Le 19 décembre 2007, un protocole d'accord est signé entre l'État du Sénégal et la SCI La Promobilière représentée par Mbackiou Faye. L'État du Sénégal est représenté par le ministre de l'Urbanisme, de l'Habitat de l'Hydraulique, de l'Hygiène publique et de l'Assainissement Oumar Sarr et le ministre délégué chargé du Budget Ibrahima Sarr. Dans le préambule du document, l'État convient avec la société Mansuade Overseas Project Group of Compagnies d'un accord pour la fabrication et la pose du Monument de la Renaissance, une statue de 50 mètres de hauteur en bronze composée d'un adulte africain, sa femme et son enfant surgissant d'un volcan. Le coût est évalué à 12 milliards F Cfa.
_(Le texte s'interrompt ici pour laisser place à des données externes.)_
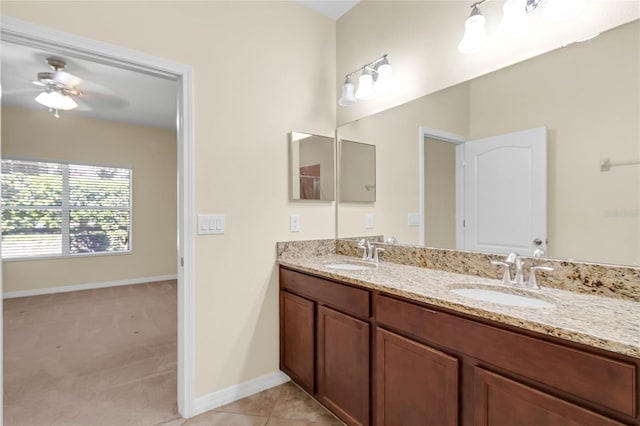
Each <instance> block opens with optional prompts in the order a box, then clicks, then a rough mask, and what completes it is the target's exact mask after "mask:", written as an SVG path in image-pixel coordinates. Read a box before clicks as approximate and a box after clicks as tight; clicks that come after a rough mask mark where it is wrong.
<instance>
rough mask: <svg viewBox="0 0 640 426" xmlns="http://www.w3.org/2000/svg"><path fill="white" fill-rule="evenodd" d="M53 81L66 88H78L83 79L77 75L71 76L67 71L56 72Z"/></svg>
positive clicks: (71, 74)
mask: <svg viewBox="0 0 640 426" xmlns="http://www.w3.org/2000/svg"><path fill="white" fill-rule="evenodd" d="M53 80H55V81H56V82H58V83H60V84H62V85H63V86H66V87H76V86H77V85H79V84H80V83H82V79H81V78H80V77H76V76H75V75H73V74H69V73H68V72H66V71H56V72H54V73H53Z"/></svg>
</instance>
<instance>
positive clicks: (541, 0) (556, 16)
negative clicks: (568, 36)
mask: <svg viewBox="0 0 640 426" xmlns="http://www.w3.org/2000/svg"><path fill="white" fill-rule="evenodd" d="M487 1H491V0H480V1H477V2H475V3H473V4H472V5H471V15H470V16H469V17H468V18H467V20H466V21H465V24H464V28H465V31H464V36H463V37H462V41H460V43H459V44H458V50H459V51H460V52H462V53H473V52H477V51H479V50H482V48H484V47H485V46H486V41H487V35H486V32H485V22H486V20H485V17H484V16H483V15H482V13H481V12H480V5H482V4H483V3H486V2H487ZM541 3H542V4H544V8H543V10H542V17H543V18H544V19H548V20H564V19H570V18H573V17H575V16H577V15H578V14H579V13H580V12H581V11H582V9H583V7H584V0H504V5H503V15H502V21H501V22H500V26H499V27H498V35H500V36H517V35H520V34H523V33H524V32H526V31H528V30H529V29H530V27H531V21H530V19H529V14H530V13H531V12H533V11H534V10H536V9H537V8H538V7H539V6H540V4H541Z"/></svg>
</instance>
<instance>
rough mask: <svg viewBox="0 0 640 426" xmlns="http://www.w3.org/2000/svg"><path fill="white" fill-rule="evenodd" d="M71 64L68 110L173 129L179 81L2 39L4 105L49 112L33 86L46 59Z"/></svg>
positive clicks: (348, 5)
mask: <svg viewBox="0 0 640 426" xmlns="http://www.w3.org/2000/svg"><path fill="white" fill-rule="evenodd" d="M296 1H298V2H299V3H301V4H302V5H303V6H305V7H308V8H310V9H312V10H314V11H316V12H318V13H321V14H323V15H325V16H328V17H329V18H331V19H334V20H337V19H338V18H339V17H340V16H342V15H343V14H344V13H346V12H347V11H348V10H350V9H351V8H352V7H353V6H354V5H355V4H356V3H357V2H358V1H359V0H337V1H336V0H296ZM48 57H55V58H59V59H62V60H64V61H65V62H66V63H67V67H66V69H65V71H67V72H69V73H71V74H73V75H74V76H77V77H79V78H80V79H82V82H81V83H80V84H79V85H78V86H77V88H78V89H80V90H82V92H83V96H81V97H78V98H76V99H75V100H76V102H77V103H78V109H76V110H74V111H63V112H61V113H60V114H61V116H62V117H63V116H64V115H65V114H77V115H79V116H84V117H90V118H96V119H101V120H107V121H116V122H124V123H131V124H138V125H143V126H149V127H159V128H166V129H175V127H176V114H177V84H176V82H175V81H173V80H168V79H164V78H160V77H156V76H150V75H147V74H143V73H140V72H137V71H131V70H126V69H121V68H117V67H113V66H111V65H104V64H101V63H97V62H91V61H88V60H85V59H80V58H74V57H61V56H59V55H56V54H53V53H51V52H47V51H44V50H41V49H35V48H32V47H27V46H22V45H17V44H14V43H9V42H6V41H2V42H1V44H0V76H1V83H2V105H3V106H13V107H18V108H26V109H31V110H38V111H46V108H45V107H44V106H42V105H40V104H39V103H37V102H36V101H35V100H34V98H35V97H36V96H37V95H38V93H39V92H41V91H42V88H39V87H38V86H36V85H34V84H33V83H32V81H33V80H36V79H37V75H38V73H39V72H46V71H51V69H50V68H49V67H48V65H47V63H46V58H48Z"/></svg>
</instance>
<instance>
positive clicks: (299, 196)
mask: <svg viewBox="0 0 640 426" xmlns="http://www.w3.org/2000/svg"><path fill="white" fill-rule="evenodd" d="M334 159H335V150H334V141H333V138H330V137H327V136H318V135H312V134H310V133H302V132H291V133H289V182H290V183H289V185H290V192H289V198H290V199H291V200H292V201H295V200H305V201H306V200H317V201H333V200H334V199H335V188H334V186H335V179H334Z"/></svg>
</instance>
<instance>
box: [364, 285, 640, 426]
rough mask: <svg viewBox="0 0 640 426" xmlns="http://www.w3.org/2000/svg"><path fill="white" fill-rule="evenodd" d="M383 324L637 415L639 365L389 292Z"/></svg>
mask: <svg viewBox="0 0 640 426" xmlns="http://www.w3.org/2000/svg"><path fill="white" fill-rule="evenodd" d="M376 317H377V320H378V323H379V324H382V325H386V326H388V327H392V328H394V329H396V330H398V331H400V332H404V333H407V334H409V335H412V336H415V337H417V338H418V339H420V340H424V341H426V342H435V343H436V344H438V345H440V346H444V347H447V348H450V349H451V350H453V351H456V352H458V353H463V354H466V355H469V356H471V357H474V358H476V359H480V360H483V361H484V362H486V363H488V364H492V365H494V366H499V367H500V368H501V369H504V370H508V371H511V372H513V373H515V374H517V375H519V376H522V377H525V378H528V379H530V380H533V381H536V382H539V383H542V384H544V385H547V386H550V387H553V388H555V389H558V390H560V391H562V392H565V393H567V394H570V395H573V396H576V397H578V398H581V399H584V400H586V401H589V402H591V403H595V404H597V405H600V406H602V407H605V408H609V409H612V410H615V411H617V412H619V413H621V414H624V415H627V416H631V417H635V416H636V415H637V410H638V407H637V399H638V394H637V386H638V384H637V382H636V380H637V377H638V372H637V371H636V366H635V365H634V364H632V363H627V362H624V361H619V360H615V359H611V358H606V357H604V356H600V355H595V354H592V353H589V352H585V351H581V350H578V349H574V348H571V347H567V346H563V345H560V344H556V343H551V342H548V341H546V340H542V339H536V338H533V337H529V336H526V335H522V334H518V333H515V332H512V331H507V330H504V329H501V328H498V327H494V326H490V325H486V324H481V323H477V322H475V321H471V320H466V319H463V318H459V317H456V316H454V315H449V314H445V313H442V312H438V311H434V310H430V309H427V308H424V307H421V306H418V305H415V304H413V303H408V302H404V301H400V300H397V299H393V298H390V297H386V296H381V295H377V296H376Z"/></svg>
La SCI La Promobilière de Mbackiou Faye offre de payer directement la somme aux réalisateurs coréens en contrepartie de la cession par l'État d'un terrain de 14 ha. Le premier terrain d'une superficie de 7 hectares est identifié à Ouakam (ex Champ de Tirs). Il s'agit d'un immeuble urbain nu. D'autres terrains doivent être identifiés ultérieurement pour couvrir les 14 ha.

 

Quelques mois plus tard, le 18 janvier 2008, un premier avenant du protocole d'accord renseigne que l'État du Sénégal et la SCI La Promobilière ont signé un autre protocole d'accord qui annule et remplace le protocole et la convention en date du 07 mai 2007 signés entre l'État du Sénégal et la société dénommée Mansuade Overseas Project Group of Compagnies. Un deuxième avenant indique un second terrain à distraire du TF 4407/DG, d'une superficie de 9 hectares. Le document ajoute que ''la propriété du terrain sera transférée à la SCI La Promobilière, dès l'approbation de la CCOD''.

 

L'avenant n°4 au protocole d'accord portant financement du monument de la renaissance africaine, fait l'évaluation des terrains qui doivent être cédés à Mbackiou Faye. La valeur vénale des 7 ha de l'ex-Champ de tirs est estimée à 578 900 000 F Cfa (8 270f x 70 000 m2). La seconde parcelle également sise à Ouakam d'une superficie de 9 ha est évaluée à 396 900 000 F Cfa (4 410f x 90 000 m2). Soit un total de 975 800 000 F Cfa, selon dit-on, le barème en vigueur des terrains nus (Décret n°88-074 du 18 janvier 1988). Toutefois, l'État décide de substituer la parcelle de terrain de 7 ha à une autre parcelle de 21 ha située à Ouakam, d'une valeur de 926 100 000 F Cfa. Ce qui porte leur valeur totale à 1 323 000 000 F Cfa. Ainsi, la SCI La Promobilière se retrouve avec 30 ha, au lieu des 14 ha prévus par le protocole d'accord. ''Cependant, les parties conviennent, en raison du caractère désuet du barème susvisé au regard des prix des terrains pratiqués actuellement sur le marché de l'immobilier, de se libérer l'une et l'autre à la réalisation de cette opération de cession, sous forme de dation en paiement du prix de l'ouvrage projeté'', renseigne le document.

 

Il y aura un cinquième avenant. Il fait état de la nécessité de rallonger 8 milliards sur les 12 milliards initialement prévus pour la réalisation de la statue. À cet effet, la commission des opérations domaniales émet un avis favorable matérialisé par la signature dudit avenant au protocole d'accord portant financement du monument de la renaissance africaine. Une fois de plus l'État fait appel à la SCI La Promobilière qui allonge les 8 milliards. En contrepartie, l'État du Sénégal cède à l'entreprise de Mbackiou Faye, toujours sous forme de dation en paiement, des terrains nus d'une superficie de 260 356 m2 à distraire du TF 4407/DG sis Ouakam. Les terrains nus sont évalués à 1 148 169 960 F Cfa (4410f x 260 356 m2). Au total, Hamadoul Mbackiou Faye a reçu 56,3 ha de terre à Dakar pour la réalisation de la statue de la Renaissance qui aura, au finish, coûté 20 milliards.